Christopher Booker writes a regular column in The Telegraph. He is a friend of Dr Richard North who writes the EU Referendum blog. North frequently quotes from Booker's column. And Booker clearly reads North's blog. I noticed that no sooner had a comment appeared from someone name Alan Bell last week, with a link to some work (HERE) Mr Bell had carried out by looking at all 63 Notices to Stakeholders published by the EU, than Christopher Booker has a column about the same thing (HERE).
For the average Telegraph reader, Booker's columns are frequently like a bucket of cold water and none more so than this week's which is sub titled: The documents which explain exactly how much chaos we will suffer when we leave the EU.

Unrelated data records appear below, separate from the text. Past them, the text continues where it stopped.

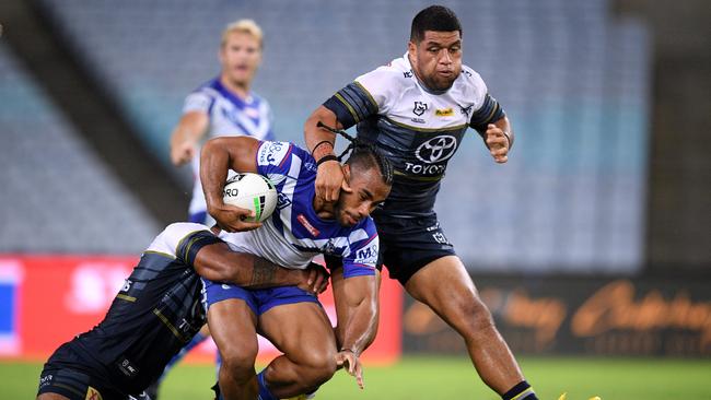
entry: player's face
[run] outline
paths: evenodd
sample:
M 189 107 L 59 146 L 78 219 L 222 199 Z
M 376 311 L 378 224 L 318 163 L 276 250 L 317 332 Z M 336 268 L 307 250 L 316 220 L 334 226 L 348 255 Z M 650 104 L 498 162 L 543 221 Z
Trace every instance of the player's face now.
M 234 84 L 249 84 L 261 62 L 261 47 L 256 37 L 232 32 L 220 49 L 222 73 Z
M 350 169 L 352 170 L 352 169 Z M 383 183 L 376 168 L 346 173 L 351 192 L 340 191 L 336 205 L 336 219 L 341 226 L 353 226 L 385 201 L 391 187 Z
M 429 89 L 452 87 L 462 72 L 462 37 L 458 31 L 424 31 L 420 43 L 410 42 L 408 52 L 412 69 Z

He talks about fishermen for example, those who cheered wildly when the referendum result was announced and possible border delays:
"Last Tuesday, for instance, BBC Radio Four’s Today programme interviewed fishermen whose businesses depend wholly on being able to export langoustines and mussels to the Continent. Their live catches have to be trucked to their customers without any delays via the Channel ports. But they have now awoken to what one called the “existential” threat of time-consuming new border controls, which will make this impossible.
"As one Scotsman said, 'you can actually taste the fear, see the fear in their eyes' as the fishermen realise that this will put them out of business. But neither they nor the BBC knew the half of it".

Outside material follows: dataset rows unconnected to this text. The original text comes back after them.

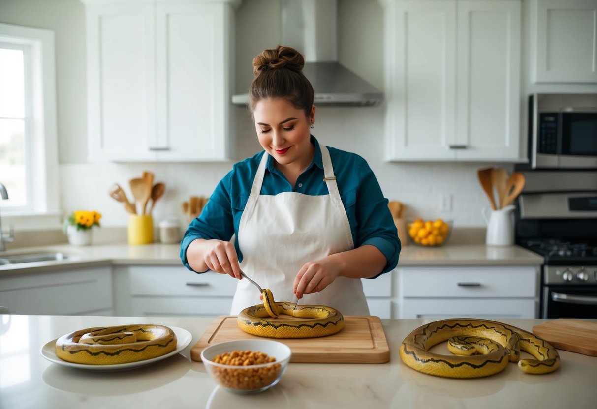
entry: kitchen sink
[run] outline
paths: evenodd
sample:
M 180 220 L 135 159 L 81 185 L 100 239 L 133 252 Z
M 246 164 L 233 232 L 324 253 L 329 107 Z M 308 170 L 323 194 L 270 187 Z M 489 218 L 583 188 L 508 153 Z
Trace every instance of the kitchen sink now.
M 71 256 L 71 255 L 60 252 L 4 255 L 0 256 L 0 265 L 35 263 L 38 261 L 60 261 L 66 260 Z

Before explaining the Notice to Stakeholders on foodstuffs says importing any food of animal origin is prohibited unless certain conditions are met - including the UK being listed as an "eligible" third country, a process that can take up to six months and can't even start until after we leave!
And the last point of his column is worth repeating in full:
"In a fractious Any Questions discussion of the chaos engulfing our railways, Jacob Rees-Mogg missed a trick when he was castigating the decision to split off the ownerships of trains and the track.
"It might have lent even more force to his point if he could have explained that the origins of this blunder lay in the 1992 Railways Regulations, nodded through Parliament under the European Communities Act to implement a Brussels directive, 91/440, as a prelude to selling off British Rail.
"The irony was that we didn’t actually have to go as far as we did. All the directive ruled was that the accounts and management of “transport” and “infrastructure” had to be separated, not their ownership. Which is why no other country in the EU was silly enough to follow our example".